Women's lacrosse star Kylie Ohlmiller participates with young players at a US Lacrosse TryLax event in Atlanta in 2019.

As we look at the potential of a 2021 lacrosse season, we should spend some time before preseason planning ways to make the season fun and player-centered. Fun and player-centered, one of the US Lacrosse Core Values of Athlete Development, is a reminder to keep the experience about the players. How do we do that? Here are six ways to create the experience your players want for the upcoming lacrosse season (and beyond): 

#1 Ask players (of all ages) what they want from you as a coach and what they want from the team. 

2014 study from George Washington University asked kids why they participate in sports. Project Play’s Play 1 helps summarize George Washington University’s study and reaffirms that FUN is the top reason why players participate in sport. The most fun things are trying their best, playing well/together as a team, and exercising. The less fun things include winning (ranked 48 out of 81), traveling to new places for competition (ranked 73 out of 81), and pictures being taken ranked last. Once we ask our players what they want, we can build our seasons around mutual goals and interests. 

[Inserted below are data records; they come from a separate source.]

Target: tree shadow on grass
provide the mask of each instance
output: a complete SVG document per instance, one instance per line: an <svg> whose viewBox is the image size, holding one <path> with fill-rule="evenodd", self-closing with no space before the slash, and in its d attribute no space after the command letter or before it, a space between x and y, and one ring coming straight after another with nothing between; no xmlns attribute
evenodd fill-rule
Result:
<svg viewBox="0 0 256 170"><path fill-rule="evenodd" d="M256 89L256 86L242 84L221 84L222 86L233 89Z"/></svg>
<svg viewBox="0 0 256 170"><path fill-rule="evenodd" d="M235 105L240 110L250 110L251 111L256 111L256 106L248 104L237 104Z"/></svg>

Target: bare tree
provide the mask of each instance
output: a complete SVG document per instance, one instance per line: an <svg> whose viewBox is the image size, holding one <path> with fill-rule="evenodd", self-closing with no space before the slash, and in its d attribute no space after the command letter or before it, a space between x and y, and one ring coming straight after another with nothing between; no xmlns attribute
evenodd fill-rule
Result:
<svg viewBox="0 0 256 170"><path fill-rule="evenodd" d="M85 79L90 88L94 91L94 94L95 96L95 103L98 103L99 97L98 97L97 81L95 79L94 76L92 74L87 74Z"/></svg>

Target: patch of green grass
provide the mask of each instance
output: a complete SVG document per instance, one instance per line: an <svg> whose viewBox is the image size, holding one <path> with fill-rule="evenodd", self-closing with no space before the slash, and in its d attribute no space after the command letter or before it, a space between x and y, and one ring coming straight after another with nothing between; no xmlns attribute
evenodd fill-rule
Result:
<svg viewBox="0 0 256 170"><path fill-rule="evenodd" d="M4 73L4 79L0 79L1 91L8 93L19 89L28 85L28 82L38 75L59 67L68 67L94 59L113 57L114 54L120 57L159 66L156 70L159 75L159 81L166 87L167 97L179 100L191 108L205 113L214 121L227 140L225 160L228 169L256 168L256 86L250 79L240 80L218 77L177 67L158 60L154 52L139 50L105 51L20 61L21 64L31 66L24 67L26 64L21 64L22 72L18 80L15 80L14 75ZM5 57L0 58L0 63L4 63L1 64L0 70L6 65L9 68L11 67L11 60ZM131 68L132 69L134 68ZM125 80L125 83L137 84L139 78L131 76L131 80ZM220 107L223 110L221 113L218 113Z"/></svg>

#2 Create opportunities for creativity, learning, and play. 

Having station-based practices is helpful—especially in times of social distancing. With stations, you can create small groups that allow for less waiting and more opportunities to play. Additionally, allowing time for athletes to create their own games and make decisions within the stations allows them to learn, make decisions, and be creative. As they do this in practice, they’ll be more confident to do so in competition. 

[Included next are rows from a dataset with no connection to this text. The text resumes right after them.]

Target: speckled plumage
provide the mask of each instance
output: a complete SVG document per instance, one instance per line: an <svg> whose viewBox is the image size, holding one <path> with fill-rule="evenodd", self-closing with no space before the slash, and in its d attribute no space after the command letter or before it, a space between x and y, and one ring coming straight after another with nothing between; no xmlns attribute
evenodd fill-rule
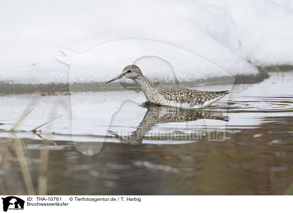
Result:
<svg viewBox="0 0 293 213"><path fill-rule="evenodd" d="M160 86L144 76L138 66L134 64L126 66L120 76L107 83L122 78L135 81L149 102L161 105L201 108L210 105L230 93L228 90L203 91L188 88Z"/></svg>

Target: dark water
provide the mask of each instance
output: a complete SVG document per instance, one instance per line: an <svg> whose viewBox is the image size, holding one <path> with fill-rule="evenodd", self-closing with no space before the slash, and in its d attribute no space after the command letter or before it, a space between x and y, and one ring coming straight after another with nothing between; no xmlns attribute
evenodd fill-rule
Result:
<svg viewBox="0 0 293 213"><path fill-rule="evenodd" d="M93 136L81 129L81 140L72 143L61 139L65 130L51 132L52 138L34 134L24 119L13 132L7 129L17 120L0 120L0 193L293 194L293 72L269 74L262 82L234 85L229 99L202 110L136 106L130 115L120 107L111 124L141 115L139 125L128 125L135 137L107 132L93 155L86 153L102 147L100 132L107 127L97 125ZM214 131L224 137L164 137ZM98 142L84 142L87 136Z"/></svg>

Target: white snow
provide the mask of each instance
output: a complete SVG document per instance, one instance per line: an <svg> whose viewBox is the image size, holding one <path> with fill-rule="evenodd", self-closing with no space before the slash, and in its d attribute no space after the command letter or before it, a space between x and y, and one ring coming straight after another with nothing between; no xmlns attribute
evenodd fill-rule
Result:
<svg viewBox="0 0 293 213"><path fill-rule="evenodd" d="M104 43L133 39L164 43L212 62L194 56L198 63L188 64L183 56L175 60L176 52L170 53L173 61L168 62L177 64L174 71L181 81L255 74L247 61L255 66L293 65L292 23L293 3L289 0L7 1L0 7L0 82L66 83L69 67L55 57L63 55L60 48L84 55L98 52ZM127 48L115 48L124 53L121 56L128 54ZM105 82L119 74L122 63L105 52L92 67L80 64L83 69L70 79ZM102 73L100 61L111 62L117 71ZM165 66L160 72L168 73ZM166 77L145 68L153 80Z"/></svg>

#3 Encourage players to participate in other sports and/or physical activities. 

Playing games like tag or a mashup of ultimate frisbee and lacrosse helps players translate skills from one sport to another. When they’re not in season, encourage your players to rest and take part in non-lacrosse activities—such as hiking, swimming, biking, dance, gymnastic, or playing another sport. The important thing is that players have adequate time to rest, as well as time to use their muscles in different ways. Another bonus is that players learn to be coached by other voices and can become better teammates as a result. 

#4 Understand physical movement and the capabilities of the age group you coach. 

We want players to be confident and able to move to the best of their abilities, however, it is important for us as coaches to understand what their bodies are capable of based on their chronological age. Hence why we should not train 10-year-olds or even 14-year-olds like adult, professional athletes. Likewise, if we work with older players, we cannot assume they can move confidently with their bodies. Be sure to evaluate the movements of players consistently so that you give them adequate tasks and games that are appropriate for them. 

#5 Keep Learning! 

Being a trained/certified coach will provide you with the opportunity to give your players a better experience overall. Continuous learning helps you stay current on the research and the most up-to-date information necessary to develop and protect you and your players. Additionally, being trained demonstrates to your players, your fellow coaches and the lacrosse community that you’re committed to personal development to better serve your players. Learning goes beyond x’s and o’s—it includes the WHY behind it all, such as up-to-date safe practice protocols, and building positive team cultures. 

#6 Plan activities and games that are developmentally appropriate and an environment that is welcoming to all. 

Players need to have a sense of safety and belonging on their team. Once they have that, activities and games should meet them where they are (developmentally) so they can learn and grow. For example, the game Hungry Hippos in US Lacrosse’s Mobile Coach App can be used to work on the skill of ground balls at any age level. For 8-year-old players, they may play the game without sticks or maybe just add sticks. For 14-year-old players, they may play the game with an option to pass or finish with a shot on goal. Adding progressions and constraints gives numerous possibilities to tailor games to the age group you are coaching. 

Overall, the goal is not just for players to have fun, but for you, the coach, to have fun as well! Hopefully, these six ways will help you have a fun, player-centered 2021 lacrosse season. 

Lauren Davenport is the manager of athlete development at US Lacrosse. She has coached lacrosse at the youth, high school and collegiate levels.